Monday, February 16, 2009

Lessons

February 9, 2009...
An old Arab proverb says, “Everything that happens once can never happen again. But everything that happens twice will surely happen a third time.¨ So once I´d lost my camera and my iPod, I was expecting the third thing. Crouched in the corner, back to the wall, defenses alert, waiting for it. I still managed to get my wallet stolen.
It was two Thursdays ago that I believe I left my camera at a salsa studio (it may have been stolen while I was still there) and when I went back for it, of course, it was gone. The following Wednesday, I managed to to leave my iPod on a bus (I have a semi-excuse for this, but I won´t bother to go into it). Then, as you already know, I was pick-pocketed in Puno last Saturday, right out of my zipped-closed purse. They got my driver´s license, college ID (sentimental value), 90 soles (roughly30 bucks) and all my credit cards.
I´m not telling you all this to highlight my idiocy (although that comes naturally with this means of reflection), but to confess, again, the frustrations of being here. And to do a little thinking out loud.

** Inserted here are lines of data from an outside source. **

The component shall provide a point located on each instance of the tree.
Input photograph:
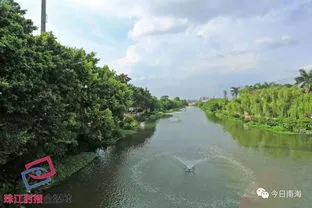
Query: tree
(235, 91)
(225, 94)
(304, 80)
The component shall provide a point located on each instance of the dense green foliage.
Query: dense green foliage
(272, 106)
(55, 100)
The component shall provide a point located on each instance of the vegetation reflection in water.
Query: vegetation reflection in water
(279, 145)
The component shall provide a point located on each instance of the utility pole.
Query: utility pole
(43, 15)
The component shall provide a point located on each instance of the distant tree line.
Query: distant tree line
(55, 100)
(285, 107)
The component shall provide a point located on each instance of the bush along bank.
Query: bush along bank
(278, 108)
(57, 101)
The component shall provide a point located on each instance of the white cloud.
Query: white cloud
(307, 67)
(273, 43)
(126, 64)
(157, 25)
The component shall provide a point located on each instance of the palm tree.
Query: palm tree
(305, 80)
(225, 94)
(234, 91)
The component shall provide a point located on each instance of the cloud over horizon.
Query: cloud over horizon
(186, 47)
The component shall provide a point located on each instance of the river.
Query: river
(229, 163)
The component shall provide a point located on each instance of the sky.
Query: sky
(187, 48)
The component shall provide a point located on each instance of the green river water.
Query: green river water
(230, 162)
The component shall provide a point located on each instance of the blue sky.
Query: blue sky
(187, 48)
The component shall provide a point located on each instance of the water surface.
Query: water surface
(230, 162)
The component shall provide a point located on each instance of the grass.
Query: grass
(273, 129)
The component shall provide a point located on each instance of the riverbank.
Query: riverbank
(72, 164)
(286, 126)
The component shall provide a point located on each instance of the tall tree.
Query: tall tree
(305, 80)
(234, 91)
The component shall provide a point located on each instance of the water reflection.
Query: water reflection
(279, 145)
(104, 175)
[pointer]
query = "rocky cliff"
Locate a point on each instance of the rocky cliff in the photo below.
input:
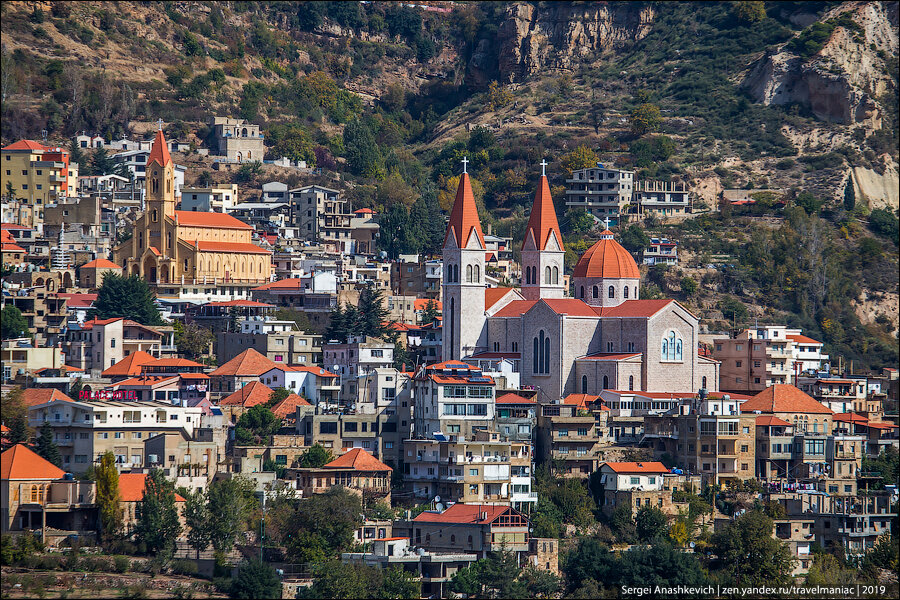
(842, 83)
(557, 36)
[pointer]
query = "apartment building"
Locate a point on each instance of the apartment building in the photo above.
(762, 356)
(84, 431)
(453, 398)
(219, 198)
(568, 439)
(604, 192)
(483, 469)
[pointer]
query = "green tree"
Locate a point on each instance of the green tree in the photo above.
(46, 447)
(315, 457)
(198, 520)
(749, 553)
(750, 12)
(256, 426)
(634, 239)
(126, 296)
(231, 502)
(645, 118)
(581, 157)
(192, 340)
(109, 500)
(12, 323)
(650, 523)
(157, 525)
(256, 579)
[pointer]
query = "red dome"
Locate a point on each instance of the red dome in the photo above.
(607, 259)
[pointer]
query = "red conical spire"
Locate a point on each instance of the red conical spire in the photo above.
(464, 216)
(543, 217)
(159, 152)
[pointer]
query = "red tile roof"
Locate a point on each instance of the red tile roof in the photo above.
(512, 398)
(357, 460)
(542, 221)
(607, 259)
(637, 467)
(100, 263)
(35, 396)
(129, 366)
(131, 487)
(159, 152)
(769, 420)
(21, 462)
(189, 218)
(249, 395)
(232, 247)
(784, 398)
(248, 363)
(478, 514)
(464, 216)
(288, 406)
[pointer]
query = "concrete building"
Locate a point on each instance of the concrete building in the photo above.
(237, 140)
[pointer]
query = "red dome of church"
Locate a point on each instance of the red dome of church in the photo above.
(607, 259)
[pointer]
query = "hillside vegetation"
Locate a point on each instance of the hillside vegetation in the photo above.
(387, 99)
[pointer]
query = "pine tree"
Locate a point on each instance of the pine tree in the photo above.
(157, 526)
(108, 498)
(46, 447)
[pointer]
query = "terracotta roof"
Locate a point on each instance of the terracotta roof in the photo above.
(129, 366)
(248, 363)
(100, 263)
(802, 339)
(784, 398)
(357, 460)
(131, 487)
(543, 218)
(26, 145)
(159, 152)
(480, 514)
(580, 400)
(249, 395)
(35, 396)
(464, 216)
(511, 398)
(608, 259)
(233, 247)
(769, 420)
(637, 467)
(288, 406)
(21, 462)
(189, 218)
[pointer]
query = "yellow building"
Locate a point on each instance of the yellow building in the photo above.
(38, 175)
(186, 254)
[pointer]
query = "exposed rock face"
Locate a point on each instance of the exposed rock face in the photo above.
(842, 82)
(558, 35)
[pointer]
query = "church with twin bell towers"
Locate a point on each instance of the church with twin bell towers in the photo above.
(603, 338)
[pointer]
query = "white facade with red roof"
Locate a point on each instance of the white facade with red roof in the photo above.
(606, 338)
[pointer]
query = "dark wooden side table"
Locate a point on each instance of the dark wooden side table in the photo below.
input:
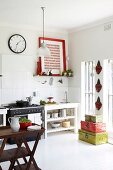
(22, 150)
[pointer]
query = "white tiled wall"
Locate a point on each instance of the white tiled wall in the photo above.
(18, 81)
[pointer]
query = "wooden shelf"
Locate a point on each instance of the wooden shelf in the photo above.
(50, 130)
(60, 118)
(51, 76)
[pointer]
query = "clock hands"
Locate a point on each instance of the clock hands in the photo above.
(18, 42)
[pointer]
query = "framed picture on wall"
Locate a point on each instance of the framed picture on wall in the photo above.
(56, 62)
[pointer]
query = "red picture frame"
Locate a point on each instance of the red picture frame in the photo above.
(57, 60)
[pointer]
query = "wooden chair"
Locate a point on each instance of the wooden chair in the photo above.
(21, 151)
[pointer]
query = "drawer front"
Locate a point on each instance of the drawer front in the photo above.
(93, 127)
(96, 139)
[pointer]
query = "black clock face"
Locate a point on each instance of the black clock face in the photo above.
(17, 43)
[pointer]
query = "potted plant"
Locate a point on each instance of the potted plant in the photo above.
(24, 123)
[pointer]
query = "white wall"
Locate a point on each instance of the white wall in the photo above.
(18, 69)
(87, 45)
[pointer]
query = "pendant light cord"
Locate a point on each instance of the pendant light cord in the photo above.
(43, 22)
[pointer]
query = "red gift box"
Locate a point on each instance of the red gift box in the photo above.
(93, 127)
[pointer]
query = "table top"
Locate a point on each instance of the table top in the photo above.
(6, 132)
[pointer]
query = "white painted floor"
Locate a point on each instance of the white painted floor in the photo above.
(65, 152)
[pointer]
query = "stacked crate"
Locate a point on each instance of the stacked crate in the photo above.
(93, 130)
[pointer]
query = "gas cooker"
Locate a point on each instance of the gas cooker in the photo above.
(13, 109)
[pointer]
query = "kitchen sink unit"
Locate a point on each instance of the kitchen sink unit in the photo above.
(64, 114)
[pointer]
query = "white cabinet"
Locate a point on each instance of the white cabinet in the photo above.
(3, 113)
(61, 113)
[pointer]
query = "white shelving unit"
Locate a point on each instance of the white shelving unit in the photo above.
(70, 115)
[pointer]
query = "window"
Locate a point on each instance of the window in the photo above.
(88, 87)
(108, 93)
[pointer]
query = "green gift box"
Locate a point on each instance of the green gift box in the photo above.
(93, 138)
(93, 118)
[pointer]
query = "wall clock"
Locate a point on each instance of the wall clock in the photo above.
(17, 43)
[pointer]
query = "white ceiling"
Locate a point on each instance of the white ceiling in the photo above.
(59, 14)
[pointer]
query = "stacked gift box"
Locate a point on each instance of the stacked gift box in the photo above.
(93, 130)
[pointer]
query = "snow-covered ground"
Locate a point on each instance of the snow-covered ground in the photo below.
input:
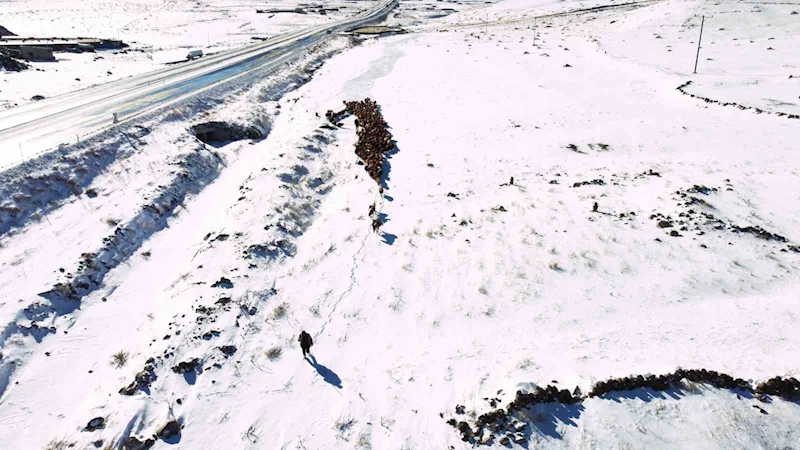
(474, 284)
(159, 32)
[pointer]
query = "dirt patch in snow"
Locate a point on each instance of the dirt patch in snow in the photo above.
(218, 134)
(510, 424)
(374, 138)
(682, 89)
(12, 65)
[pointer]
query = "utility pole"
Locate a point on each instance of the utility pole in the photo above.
(697, 58)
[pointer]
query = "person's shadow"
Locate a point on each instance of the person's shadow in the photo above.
(327, 374)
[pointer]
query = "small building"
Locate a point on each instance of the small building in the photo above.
(33, 53)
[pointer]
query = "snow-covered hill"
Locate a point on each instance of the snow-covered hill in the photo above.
(476, 285)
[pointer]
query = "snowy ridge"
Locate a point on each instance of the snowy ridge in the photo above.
(557, 216)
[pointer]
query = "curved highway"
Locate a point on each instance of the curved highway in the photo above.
(32, 129)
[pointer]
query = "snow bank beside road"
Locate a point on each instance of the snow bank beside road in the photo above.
(486, 284)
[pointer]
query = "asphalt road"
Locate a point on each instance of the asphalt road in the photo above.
(33, 129)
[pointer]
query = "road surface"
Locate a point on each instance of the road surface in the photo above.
(33, 129)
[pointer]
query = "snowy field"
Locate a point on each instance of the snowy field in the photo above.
(183, 272)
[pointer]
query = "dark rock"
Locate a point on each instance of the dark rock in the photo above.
(97, 423)
(227, 350)
(135, 444)
(187, 366)
(223, 283)
(597, 182)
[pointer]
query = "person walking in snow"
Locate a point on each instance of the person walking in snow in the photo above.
(305, 342)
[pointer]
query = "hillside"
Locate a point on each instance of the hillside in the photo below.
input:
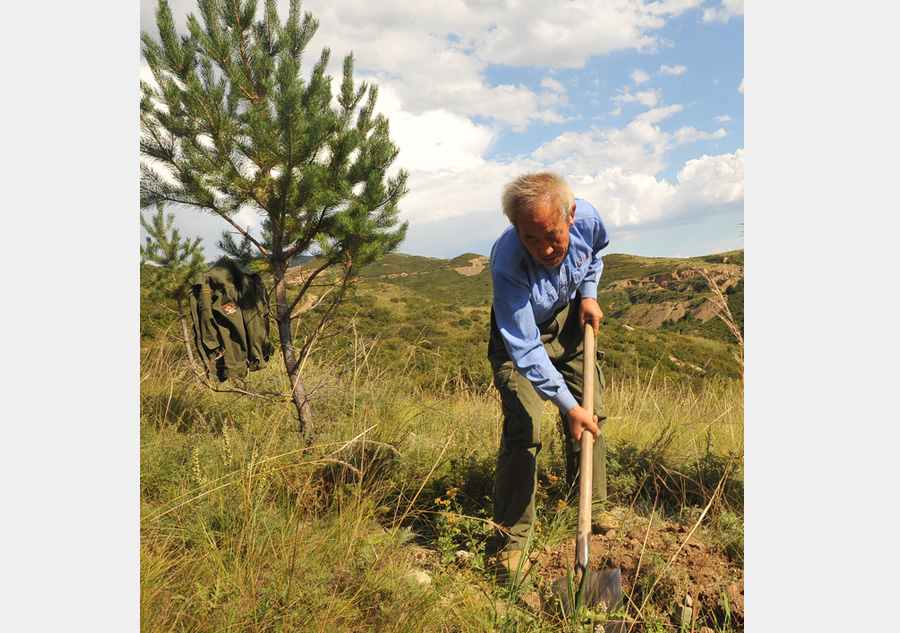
(660, 314)
(433, 315)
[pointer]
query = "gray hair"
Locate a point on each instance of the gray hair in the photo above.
(524, 193)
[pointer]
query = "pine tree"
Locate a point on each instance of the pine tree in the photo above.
(176, 263)
(231, 124)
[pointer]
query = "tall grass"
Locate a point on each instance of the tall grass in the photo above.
(382, 523)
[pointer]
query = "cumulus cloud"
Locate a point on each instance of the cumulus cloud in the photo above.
(724, 12)
(639, 76)
(665, 69)
(435, 64)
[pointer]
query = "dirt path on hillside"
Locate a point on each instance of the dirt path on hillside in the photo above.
(666, 560)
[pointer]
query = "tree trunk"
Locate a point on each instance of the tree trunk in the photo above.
(289, 353)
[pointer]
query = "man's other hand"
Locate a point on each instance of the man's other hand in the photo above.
(579, 420)
(590, 312)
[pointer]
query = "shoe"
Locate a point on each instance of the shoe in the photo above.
(603, 523)
(510, 565)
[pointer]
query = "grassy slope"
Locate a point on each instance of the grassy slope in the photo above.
(434, 306)
(244, 528)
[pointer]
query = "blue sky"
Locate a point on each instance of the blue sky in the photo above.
(639, 104)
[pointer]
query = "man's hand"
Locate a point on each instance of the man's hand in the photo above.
(590, 312)
(579, 420)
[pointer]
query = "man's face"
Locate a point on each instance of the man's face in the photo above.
(545, 235)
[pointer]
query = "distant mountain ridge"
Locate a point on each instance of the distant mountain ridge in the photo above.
(660, 315)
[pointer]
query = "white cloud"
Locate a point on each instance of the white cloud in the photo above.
(724, 12)
(639, 76)
(432, 62)
(552, 85)
(665, 69)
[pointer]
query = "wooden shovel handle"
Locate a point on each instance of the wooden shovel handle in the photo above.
(586, 468)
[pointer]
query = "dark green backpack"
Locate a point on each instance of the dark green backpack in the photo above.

So, I´ve been analyzing this; trying to gain insight as to why this has all happened and what I´m supposed to learn from it, while also trying to just let it go. I won´t allow these small losses to ruin my time here, because the great thing about material loss is that it´s replaceable. At the moment, I just thank our gracious God for my health, my happiness, for the people who love me, for my home. Maybe God is teaching me about what is truly important...
In light of these little revelations about material loss, Mother Theresa has come to my mind. During her ministry and aid, she would choose a life-style which mirrored the living conditions of those to whom she was reaching out. She and her team slept on the cold, concrete floors of empty buildings and ate meals with the homeless. In hindsight, I wonder if it may have been silly to have come here to volunteer, with iPod and fancy camera in tow. Listening to my music while fiendishly zooming in on the poverty that surrounds me (a beautiful landscape nontheless, but still...) now, looking back, seems a bit of a blind irony.
I´m no Mother Theresa. Let´s face it, I´m a tourist. I´m not even some fantastic martyr to ESL...I love the work here and my students have become friends. I just can´t help but wonder if a cultural experience is more fulfilling, enriching, meaningful, if you let go of the world you come from and fully immerse yourself in theirs. Here, the rare have iPods, digital cameras, computers. Most people who aren´t taxi drivers don´t have cars. And the fortunate seem to have just what they need. So maybe having just what I need is...just what I need.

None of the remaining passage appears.